April 11, 2013
When a person inherits a piece of property, a question that naturally arises is "when does that person's interest in the property vest?" Or in other words, "when did that person become the property's owner?"
This is an important legal question because ownership gives the owner a bundle of legal rights. For example, ownership gives a property owner the ability to occupy, modify, improve, buy, sell, lease and exclude others from such property.
The California Probate Code says this on the following subject:
"Subject to Section 7001, title to a decedent’s property passes on the decedent’s death to the person to whom it is devised in the decedent’s last will or, in the absence of such a devise, to the decedent’s heirs as prescribed in the laws governing intestate succession." Prob C § 7000.
You might then wonder, what does Prob C § 7001 entail? It reads as follows:
"The decedent’s property is subject to administration under this code, except as otherwise provided by law, and is subject to the rights of beneficiaries, creditors, and other persons as provided by law. Prob C § 7001."
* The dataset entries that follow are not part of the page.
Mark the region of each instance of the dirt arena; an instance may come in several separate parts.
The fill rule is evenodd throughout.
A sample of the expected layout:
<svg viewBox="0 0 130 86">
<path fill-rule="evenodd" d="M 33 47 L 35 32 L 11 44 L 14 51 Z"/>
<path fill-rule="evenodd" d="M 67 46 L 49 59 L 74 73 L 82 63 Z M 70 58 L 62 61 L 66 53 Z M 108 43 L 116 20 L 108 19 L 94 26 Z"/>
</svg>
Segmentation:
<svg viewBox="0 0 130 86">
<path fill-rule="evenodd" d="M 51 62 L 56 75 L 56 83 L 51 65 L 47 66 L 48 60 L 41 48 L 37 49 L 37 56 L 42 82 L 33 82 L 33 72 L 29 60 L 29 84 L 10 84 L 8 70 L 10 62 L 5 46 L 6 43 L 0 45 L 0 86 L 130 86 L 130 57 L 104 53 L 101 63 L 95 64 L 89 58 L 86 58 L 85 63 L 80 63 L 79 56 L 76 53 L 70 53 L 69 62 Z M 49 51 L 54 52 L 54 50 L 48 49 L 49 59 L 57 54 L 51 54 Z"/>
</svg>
A common scenario where property ownership is important is when a relative has been staying with the decedent at their home. The following illustration encapsulates a scenario I have heard numerous times over the years.
Randy is a mooch and asks his Aunt Bee if he can stay with her at her country estate in Portola Valley. Aunt Bee is a widow without any chidren and longs for company at her huge home and pities Randy so she decides to take her nephew in. Aunt Bee then writes a will which bequeaths the entire home to her nephew Rufus, a modest man who lives with a spendthrift wife and sells women's shoes at the local mall. Rufus is Randy's brother. Aunt Bee does not believe that Randy should inherit anything because he is a scrounger and Rufus is a tireless worker. One day Aunt Bee passes away in a horrible canoe accident. Rufus retrieves the will from Aunt Bee's safe deposit box and reads that the country estate was bequeathed to him. Rufus retains counsel and his attorney informs him that he technically became owner of the home the moment Aunt Bee died, citing Prob C § 7000.
Rufus believes that Randy exploited Aunt Bee's kindness and demands that Randy leave the home immediately. Randy objects and says that he has squatter's rights and moreover, Rufus must complete probate before title will transfer to him. Rufus then asks his attorney to speak to Randy. His attorney informs Randy that title passed to Rufus on Aunt Bee's death and thereby he was he owner of the property and could make tenancy determinations. Consequently, Rufus was of the belief that Randy's tenancy was over and asked him to leave or face eviction. The attorney also explained that squatter's rights are the stuff of legal fiction. Randy then left the country estate in hopes of finding another sympathetic relative so he could freeload at their home.